Wirbel um Ehrendoktor-Titel Brabecks

"Die kanadische Universität von Alberta hat vorgestern Nestlé-Präsident Peter Brabeck einen Ehrendoktortitel verliehen für den Umgang mit Wasserressourcen", schreibt die Zeitung DER SONNTAG in der Ausgabe vom 4.3.12. Und weiter:

"Wegen Nestlés umstrittener Wassergeschäfte stiess die Verleihung im Lehrkörper indes auf harte Kritik und schriftliche Protestschreiben. Professoren fürchten laut dem «Edmonton Journal» um die Reputation der Universität. Die Nestlé-Homepage listet den Titel bereits auf. Ob wohl Brabeck auch schon neue Visitenkarten hat drucken lassen?"

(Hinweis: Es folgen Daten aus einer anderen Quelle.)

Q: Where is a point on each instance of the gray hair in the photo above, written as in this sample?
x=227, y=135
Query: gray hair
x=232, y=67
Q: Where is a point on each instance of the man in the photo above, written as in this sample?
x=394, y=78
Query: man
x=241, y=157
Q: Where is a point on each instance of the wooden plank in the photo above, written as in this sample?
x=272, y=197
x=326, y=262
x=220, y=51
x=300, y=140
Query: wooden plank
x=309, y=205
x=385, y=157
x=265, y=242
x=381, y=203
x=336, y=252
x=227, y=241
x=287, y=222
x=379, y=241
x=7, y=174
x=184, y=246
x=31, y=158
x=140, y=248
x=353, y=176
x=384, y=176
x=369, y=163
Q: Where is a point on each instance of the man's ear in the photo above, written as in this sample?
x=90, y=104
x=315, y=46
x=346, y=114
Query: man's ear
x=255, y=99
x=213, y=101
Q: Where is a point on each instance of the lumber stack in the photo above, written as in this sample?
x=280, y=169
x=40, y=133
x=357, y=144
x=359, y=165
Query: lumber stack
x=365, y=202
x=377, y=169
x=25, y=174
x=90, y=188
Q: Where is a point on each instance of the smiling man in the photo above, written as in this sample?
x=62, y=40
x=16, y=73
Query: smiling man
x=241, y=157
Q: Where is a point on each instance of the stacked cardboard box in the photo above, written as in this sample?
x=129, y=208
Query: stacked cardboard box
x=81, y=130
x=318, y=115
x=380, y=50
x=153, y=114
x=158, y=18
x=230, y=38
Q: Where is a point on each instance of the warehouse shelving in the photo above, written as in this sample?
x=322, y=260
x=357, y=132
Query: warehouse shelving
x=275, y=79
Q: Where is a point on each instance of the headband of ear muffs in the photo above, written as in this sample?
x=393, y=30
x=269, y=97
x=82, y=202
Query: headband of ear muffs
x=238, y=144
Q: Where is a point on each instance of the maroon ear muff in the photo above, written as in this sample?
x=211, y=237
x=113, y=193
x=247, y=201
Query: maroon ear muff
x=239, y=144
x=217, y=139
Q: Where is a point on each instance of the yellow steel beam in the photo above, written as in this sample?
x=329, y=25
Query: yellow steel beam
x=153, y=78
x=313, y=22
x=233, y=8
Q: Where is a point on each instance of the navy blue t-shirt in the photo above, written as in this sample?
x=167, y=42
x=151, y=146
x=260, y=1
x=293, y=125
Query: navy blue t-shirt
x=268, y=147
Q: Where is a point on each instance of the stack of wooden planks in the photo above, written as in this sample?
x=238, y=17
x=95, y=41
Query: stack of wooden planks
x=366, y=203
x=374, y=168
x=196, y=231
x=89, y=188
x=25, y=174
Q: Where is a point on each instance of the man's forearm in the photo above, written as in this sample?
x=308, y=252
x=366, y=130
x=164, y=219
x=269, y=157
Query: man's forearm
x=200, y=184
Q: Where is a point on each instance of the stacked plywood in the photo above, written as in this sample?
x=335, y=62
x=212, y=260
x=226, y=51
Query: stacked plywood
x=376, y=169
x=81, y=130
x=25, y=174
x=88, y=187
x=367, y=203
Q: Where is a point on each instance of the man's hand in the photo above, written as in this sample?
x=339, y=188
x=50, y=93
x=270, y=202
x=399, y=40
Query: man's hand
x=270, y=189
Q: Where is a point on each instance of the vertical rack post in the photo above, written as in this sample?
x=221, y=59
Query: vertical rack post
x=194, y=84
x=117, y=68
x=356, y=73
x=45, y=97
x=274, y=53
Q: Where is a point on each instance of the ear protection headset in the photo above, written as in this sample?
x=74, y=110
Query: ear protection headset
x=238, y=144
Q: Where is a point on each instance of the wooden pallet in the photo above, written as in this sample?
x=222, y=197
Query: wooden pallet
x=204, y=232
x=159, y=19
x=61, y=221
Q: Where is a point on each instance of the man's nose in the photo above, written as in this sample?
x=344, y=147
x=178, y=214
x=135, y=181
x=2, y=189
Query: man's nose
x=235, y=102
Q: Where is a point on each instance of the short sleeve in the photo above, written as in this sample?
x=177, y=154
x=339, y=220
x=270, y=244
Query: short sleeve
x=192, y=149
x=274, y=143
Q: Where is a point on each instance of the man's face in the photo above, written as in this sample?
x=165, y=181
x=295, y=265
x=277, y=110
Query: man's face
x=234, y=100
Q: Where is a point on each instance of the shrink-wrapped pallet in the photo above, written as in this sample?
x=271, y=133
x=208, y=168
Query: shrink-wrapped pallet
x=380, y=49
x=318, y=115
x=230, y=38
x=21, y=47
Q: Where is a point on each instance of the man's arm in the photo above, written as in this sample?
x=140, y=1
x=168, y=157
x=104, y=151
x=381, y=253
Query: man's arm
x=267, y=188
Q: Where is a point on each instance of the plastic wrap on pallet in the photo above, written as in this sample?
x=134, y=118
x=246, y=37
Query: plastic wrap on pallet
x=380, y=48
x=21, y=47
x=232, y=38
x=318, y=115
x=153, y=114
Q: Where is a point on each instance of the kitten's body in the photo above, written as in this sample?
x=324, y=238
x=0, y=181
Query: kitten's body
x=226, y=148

Proteste aus der ganzen Welt

Über 70 Organisationen aus 20 Ländern hatten die Universität of Alberta aufgefordert, den Ehrendoktortitel für Brabeck zurückzuziehen. Unter den Organisationen befinden sich die Public Services International (mit weltweit 20 Millionen Arbeitern aus 650 Gewerkschaften), Greenpeace Kanada oder der Council of Canadiens. 

Die Universität argumentiert, der betreffende Ehrendoktortitel ehre Menschen, die sich engagieren „für den Erhalt, die Verteilung und das Management einer der wichtigsten Ressourcen  der Menschheit: Wasser“.

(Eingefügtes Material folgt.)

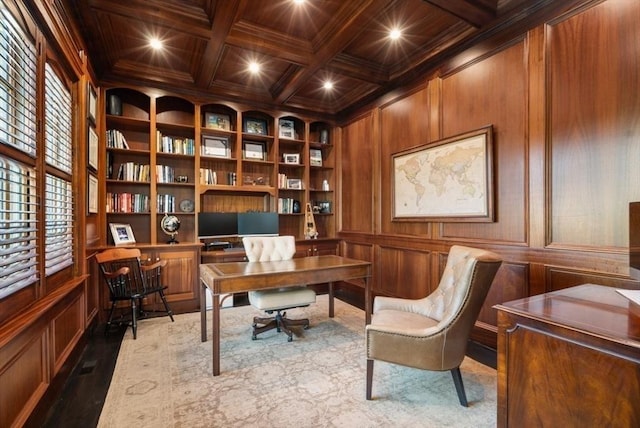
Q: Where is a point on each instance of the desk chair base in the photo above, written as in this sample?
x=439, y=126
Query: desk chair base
x=280, y=322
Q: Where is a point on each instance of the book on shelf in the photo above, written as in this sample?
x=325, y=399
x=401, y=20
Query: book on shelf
x=127, y=203
x=175, y=145
x=116, y=139
x=165, y=203
x=208, y=177
x=131, y=171
x=165, y=174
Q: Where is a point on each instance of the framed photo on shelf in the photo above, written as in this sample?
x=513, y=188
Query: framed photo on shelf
x=92, y=103
x=315, y=157
x=291, y=158
x=217, y=121
x=92, y=149
x=92, y=194
x=287, y=129
x=325, y=207
x=255, y=126
x=255, y=150
x=216, y=147
x=294, y=183
x=122, y=234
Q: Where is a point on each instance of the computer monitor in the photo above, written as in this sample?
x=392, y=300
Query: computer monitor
x=634, y=240
x=214, y=225
x=258, y=223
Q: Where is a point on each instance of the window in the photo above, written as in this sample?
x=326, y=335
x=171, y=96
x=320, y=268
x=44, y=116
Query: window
x=17, y=226
x=58, y=194
x=17, y=86
x=18, y=191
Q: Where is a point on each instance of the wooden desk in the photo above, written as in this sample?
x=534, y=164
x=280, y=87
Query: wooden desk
x=569, y=358
x=237, y=277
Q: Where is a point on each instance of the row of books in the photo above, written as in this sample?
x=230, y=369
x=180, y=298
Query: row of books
x=116, y=140
x=165, y=174
x=127, y=203
x=131, y=171
x=177, y=145
x=165, y=203
x=288, y=206
x=208, y=177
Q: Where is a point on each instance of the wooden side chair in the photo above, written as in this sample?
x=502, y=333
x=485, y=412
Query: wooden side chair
x=432, y=333
x=129, y=280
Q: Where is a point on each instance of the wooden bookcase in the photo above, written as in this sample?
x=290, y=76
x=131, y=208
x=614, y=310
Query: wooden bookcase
x=188, y=158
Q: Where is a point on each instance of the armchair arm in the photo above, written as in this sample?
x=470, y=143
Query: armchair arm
x=398, y=304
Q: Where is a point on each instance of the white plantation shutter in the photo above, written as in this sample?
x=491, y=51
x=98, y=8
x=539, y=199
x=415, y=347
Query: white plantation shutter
x=18, y=192
x=58, y=193
x=17, y=86
x=18, y=255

"Die Realität sieht anders aus", schreibt der Council of Canadians. Nestlé sei eine der mächtigsten internationalen Stimmen für die Privatisierung von Wasser und dessen Nutzung als Handelsware. Der Council of Canadians kritisiert weiter, dass Peter Brabeck Einsitz in einen Wasserrat der Universität gegeben werde. Damit erhalte Brabeck eine „unangemessene Wichtigkeit und eine Plattform für seine Ansichten“.  

http://www.cbc.ca/news/canada/edmonton/story/2012/03/01/edmonton-protesters-.html

 

Nestlés Netzwerk: auch in der Schweiz

Seit Jahren weitet der Verwaltungsratspräsident von Nestlé sein Wasser-Netzwerk gezielt aus. Nicht nur im Ausland und bei zahlreichen internationalen Organisationen, sondern auch in der Schweiz. Die eidgenössische Direktion für Entwicklung und Zusammenarbeit Deza vermeldete anfangs März, sie habe mit 45 Organisationen eine sogenannte Swiss Water Partnership gegründet. Darin sitzt auch Nestlé.

 

Tages-Anzeiger/BUND schreiben:

Die grösste Herausforderung für die Partnerschaft ist laut Deza-Direktor Dahinden die Spannbreite der möglichen Aktivitäten. Konzerne und Hilfswerke hätten unterschiedliche Ziele und Ansichten, was oft zu Konflikten führe.  (...) Ein solches Unternehmen ist der Nahrungsmittelkonzern Nestlé, der mit dem Abfüllen von Grundwasser weltweit zig Millionen verdient und deswegen immer wieder in der Kritik steht. Die Mitgliedschaft bei der Swiss Water Partnership kostet den Milliardenkonzern lediglich 3000 Franken pro Jahr. Ein Hilfswerk von der Grösse einer Helvetas zahlt dafür 1000 Franken. Die Deza unterstützt das Sekretariat, das bei Helvetas angesiedelt ist, in seiner Aufbauarbeit mit einem Kredit von 540 000 Franken für die ersten 3 Jahre.